Mutirão Arco Verde Terra Legal Arco do desmatamento: mutirão do Governo vai percorrer 43 municípios da Amazônia numa área de 20 mil quilômetros
18 de Junho de 2009
O governo federal lançou, dia 19 de junho, um mutirão de órgãos para percorrer simultaneamente os municípios de Alta Floresta (MT), Marabá (PA) e Porto Velho (RO). O mutirão tem as presenças do presidente Luiz Inácio Lula da Silva e dos ministros do Meio Ambiente, Carlos Minc, e do Desenvolvimento Agrário, Guilherme Cassel. O programa leva a essas localidades um conjunto de políticas públicas que vêm sendo desenvolvidas, sob a coordenação da Casa Civil.
Tudo começou no dia 10 de junho, quando três carretas partiram de Brasília para uma viagem de 20 mil quilômetros com destino a quatro estados da Amazônia Legal, levando cidadania, sustentabilidade e regularização fundiária às regiões campeãs do desmatamento na Amazônia. Durante três meses, as carretas vão percorrer os 43 municípios que fazem parte do Mutirão Arco Verde Terra Legal. O programa envolve doze órgãos públicos e vai estimular às populações a adotarem modelos de desenvolvimento sustentável para combater o desmatamento.
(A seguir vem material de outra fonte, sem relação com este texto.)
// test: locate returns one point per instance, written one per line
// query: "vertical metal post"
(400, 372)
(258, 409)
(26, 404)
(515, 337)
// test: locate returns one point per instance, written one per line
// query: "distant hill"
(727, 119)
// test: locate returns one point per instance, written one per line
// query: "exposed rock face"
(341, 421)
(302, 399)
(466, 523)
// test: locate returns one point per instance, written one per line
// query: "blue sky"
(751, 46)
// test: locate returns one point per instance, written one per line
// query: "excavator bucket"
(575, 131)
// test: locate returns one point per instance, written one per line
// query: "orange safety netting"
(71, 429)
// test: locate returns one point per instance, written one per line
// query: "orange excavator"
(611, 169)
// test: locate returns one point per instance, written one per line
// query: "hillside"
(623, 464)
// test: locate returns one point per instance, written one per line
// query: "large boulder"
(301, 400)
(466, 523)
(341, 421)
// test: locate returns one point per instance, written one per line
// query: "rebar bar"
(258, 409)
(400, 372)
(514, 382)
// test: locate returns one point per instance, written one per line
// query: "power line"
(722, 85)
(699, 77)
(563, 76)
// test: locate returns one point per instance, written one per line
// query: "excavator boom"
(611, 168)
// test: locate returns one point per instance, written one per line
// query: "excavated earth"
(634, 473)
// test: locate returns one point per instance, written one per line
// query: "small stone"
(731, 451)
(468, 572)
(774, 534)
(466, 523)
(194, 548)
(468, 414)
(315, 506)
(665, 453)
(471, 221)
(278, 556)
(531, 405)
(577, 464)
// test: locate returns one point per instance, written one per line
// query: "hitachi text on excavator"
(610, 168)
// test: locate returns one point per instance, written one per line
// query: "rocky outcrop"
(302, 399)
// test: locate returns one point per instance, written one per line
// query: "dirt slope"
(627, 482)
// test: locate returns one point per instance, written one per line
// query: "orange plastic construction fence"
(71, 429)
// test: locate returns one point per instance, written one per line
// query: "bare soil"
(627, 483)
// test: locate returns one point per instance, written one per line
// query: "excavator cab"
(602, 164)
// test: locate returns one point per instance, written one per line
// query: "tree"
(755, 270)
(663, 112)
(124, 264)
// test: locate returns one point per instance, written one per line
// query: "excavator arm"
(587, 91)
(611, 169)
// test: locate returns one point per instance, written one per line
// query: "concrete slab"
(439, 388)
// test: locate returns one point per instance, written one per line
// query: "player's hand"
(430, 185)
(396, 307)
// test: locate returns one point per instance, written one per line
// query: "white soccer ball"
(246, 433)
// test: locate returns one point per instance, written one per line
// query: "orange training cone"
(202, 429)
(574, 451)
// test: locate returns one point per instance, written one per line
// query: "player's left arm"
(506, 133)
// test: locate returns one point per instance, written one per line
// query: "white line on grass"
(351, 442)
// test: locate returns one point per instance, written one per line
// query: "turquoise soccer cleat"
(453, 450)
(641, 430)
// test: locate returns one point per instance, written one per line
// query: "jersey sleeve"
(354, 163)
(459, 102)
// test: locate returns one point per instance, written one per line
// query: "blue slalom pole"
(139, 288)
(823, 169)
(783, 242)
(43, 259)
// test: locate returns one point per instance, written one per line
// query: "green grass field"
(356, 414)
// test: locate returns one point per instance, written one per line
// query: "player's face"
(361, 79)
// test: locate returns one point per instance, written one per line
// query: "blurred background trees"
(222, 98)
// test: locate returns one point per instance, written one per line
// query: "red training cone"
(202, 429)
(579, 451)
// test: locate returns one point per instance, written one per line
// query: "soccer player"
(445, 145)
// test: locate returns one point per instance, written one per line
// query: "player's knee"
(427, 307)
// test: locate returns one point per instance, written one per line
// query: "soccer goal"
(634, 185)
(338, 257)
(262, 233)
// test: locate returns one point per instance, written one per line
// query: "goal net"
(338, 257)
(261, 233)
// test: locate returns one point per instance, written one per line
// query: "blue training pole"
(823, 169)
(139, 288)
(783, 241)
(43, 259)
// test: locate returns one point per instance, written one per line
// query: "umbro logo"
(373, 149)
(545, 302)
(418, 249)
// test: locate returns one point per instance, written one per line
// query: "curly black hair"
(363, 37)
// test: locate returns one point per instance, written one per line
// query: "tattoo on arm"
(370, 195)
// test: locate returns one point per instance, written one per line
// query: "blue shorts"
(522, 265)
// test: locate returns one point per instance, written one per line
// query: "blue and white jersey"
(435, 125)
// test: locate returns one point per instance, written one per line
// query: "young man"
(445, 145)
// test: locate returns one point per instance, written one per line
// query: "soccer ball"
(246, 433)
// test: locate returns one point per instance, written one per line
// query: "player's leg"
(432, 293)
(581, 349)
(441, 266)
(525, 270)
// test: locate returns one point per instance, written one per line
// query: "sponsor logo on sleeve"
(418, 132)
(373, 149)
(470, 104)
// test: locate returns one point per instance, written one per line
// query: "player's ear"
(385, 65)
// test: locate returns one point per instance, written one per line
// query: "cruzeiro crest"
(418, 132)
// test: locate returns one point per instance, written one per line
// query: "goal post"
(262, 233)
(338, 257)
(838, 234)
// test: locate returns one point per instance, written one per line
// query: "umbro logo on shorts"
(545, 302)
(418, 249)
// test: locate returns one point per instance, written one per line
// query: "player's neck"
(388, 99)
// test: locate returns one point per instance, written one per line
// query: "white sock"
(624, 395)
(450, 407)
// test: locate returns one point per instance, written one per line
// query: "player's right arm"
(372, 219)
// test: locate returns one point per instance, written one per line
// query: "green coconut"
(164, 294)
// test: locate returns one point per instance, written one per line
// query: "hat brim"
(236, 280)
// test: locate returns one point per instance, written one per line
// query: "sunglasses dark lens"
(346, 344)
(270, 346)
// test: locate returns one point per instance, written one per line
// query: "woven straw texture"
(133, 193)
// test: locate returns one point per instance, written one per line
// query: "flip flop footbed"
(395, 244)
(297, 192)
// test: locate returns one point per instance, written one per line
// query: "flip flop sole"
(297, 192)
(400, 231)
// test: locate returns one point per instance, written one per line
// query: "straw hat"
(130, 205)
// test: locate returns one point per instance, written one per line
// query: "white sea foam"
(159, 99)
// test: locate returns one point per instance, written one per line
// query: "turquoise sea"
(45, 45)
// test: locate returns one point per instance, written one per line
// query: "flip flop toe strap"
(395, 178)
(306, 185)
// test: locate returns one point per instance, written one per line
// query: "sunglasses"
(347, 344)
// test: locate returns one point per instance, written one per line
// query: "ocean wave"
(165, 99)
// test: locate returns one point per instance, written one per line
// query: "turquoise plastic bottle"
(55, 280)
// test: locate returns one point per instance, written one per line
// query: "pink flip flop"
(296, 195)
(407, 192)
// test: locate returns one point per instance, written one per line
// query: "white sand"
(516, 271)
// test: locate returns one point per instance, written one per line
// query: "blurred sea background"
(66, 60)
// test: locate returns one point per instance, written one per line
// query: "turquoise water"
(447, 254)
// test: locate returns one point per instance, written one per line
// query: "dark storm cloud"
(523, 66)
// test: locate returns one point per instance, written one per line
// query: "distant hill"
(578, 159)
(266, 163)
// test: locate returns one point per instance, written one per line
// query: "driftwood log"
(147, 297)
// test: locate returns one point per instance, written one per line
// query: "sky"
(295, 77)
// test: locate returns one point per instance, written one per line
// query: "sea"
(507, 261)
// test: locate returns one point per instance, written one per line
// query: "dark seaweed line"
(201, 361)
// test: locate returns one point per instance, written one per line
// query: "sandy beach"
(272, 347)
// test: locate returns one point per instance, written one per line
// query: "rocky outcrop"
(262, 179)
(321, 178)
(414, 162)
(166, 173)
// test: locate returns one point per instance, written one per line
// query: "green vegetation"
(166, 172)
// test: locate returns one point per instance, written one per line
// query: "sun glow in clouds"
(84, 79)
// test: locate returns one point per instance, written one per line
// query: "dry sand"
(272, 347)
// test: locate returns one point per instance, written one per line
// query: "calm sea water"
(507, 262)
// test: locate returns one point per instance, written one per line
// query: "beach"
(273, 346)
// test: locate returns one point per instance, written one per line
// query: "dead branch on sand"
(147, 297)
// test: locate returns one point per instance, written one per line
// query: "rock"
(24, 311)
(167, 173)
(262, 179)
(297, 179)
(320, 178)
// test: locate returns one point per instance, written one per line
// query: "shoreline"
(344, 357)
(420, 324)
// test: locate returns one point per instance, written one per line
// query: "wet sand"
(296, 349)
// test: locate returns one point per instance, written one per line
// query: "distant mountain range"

Combate aos incêndios florestais A partir de 19 de junho, a Operação Arco Verde Terra Legal promove ações para regularização fundiária, a regularização ambiental, o acesso ao crédito, à assistência técnica especializada e à difusão tecnológica. O ministro Minc anunciou que além das atividades programadas para o Mutirão, vai contratar cerca de 1.500 brigadistas para atuar no combate aos incêndios florestais em 22 dos 43 dos municípios incluídos na iniciativa. Segundo o ministro Minc, o Meio Ambiente estará presente com o pagamento por serviços ambientais, como forma de incentivar os agricultores familiares a preservar a floresta. Os financiamentos desta ampla operação vem do Fundo Amazônia, que recebe recursos nacionais e internacionais. O MMA também incentivará o manejo florestal comunitário, possibilitando a utilização organizada da floresta Amazônica, produzindo madeira legal. "Essa forma de manejo gera mais empregos e produz mais divisas do que a derrubada da floresta", explicou o ministro.
Ação Global
Sai boi pirata e entra cidadania e peixe amazônico
Uma outra ação anunciada pelo ministro Minc é a implementação da psicultura na região Amazônica. "No lugar do boi pirata, mais peixe amazônico", disse o ministro. A implementação de projetos de criatório de peixes de espécies como o tambaqui, a dourada, o filhote será incentivada e também financiada por recursos do Fundo Amazônia. A subchefe da Casa Civil, Tereza Campelo, coordenadora do Programa, explicou como se dará a operacionalização nos municípios. Os mutirões serão realizados em escolas com quadra coberta. Durante três dias, serão desenvolvidas diversas atividades, sendo o primeiro dia dedicado a atividades institucionais com o município. Nos segundo e terceiro dias do mutirão, o MDA promoverá o cadastramento no Programa de Regularização Fundiária. O MMA, em parceira com as secretarias estaduais de Meio Ambiente, fará a orientação/requerimento sobre o licenciamento ambiental, Cadastro Ambiental Rural (CAR) e a Secretaria Especial da Pesca realizará o cadastramento e recadastramento de pescadores. Caberá ao MDA e a Emater do Estado esclarecimentos sobre a política de Assistência Técnica e Extensão Rural. O Banco da Amazônia e o Banco do Brasil realizarão abertura e movimentação bancária e ainda aprovação de crédito dentro do Pronaf. Caberá ao Banco da Amazônia a orientação para elaboração de projetos. A Previdência Social promoverá acesso aos benefícios previdenciários, como aposentadoria, licença maternidade e benefícios de duração continuada. Os participantes também terão acesso à emissão de certidão de nascimento, emissão de carteira de trabalho e de carteira de identidade.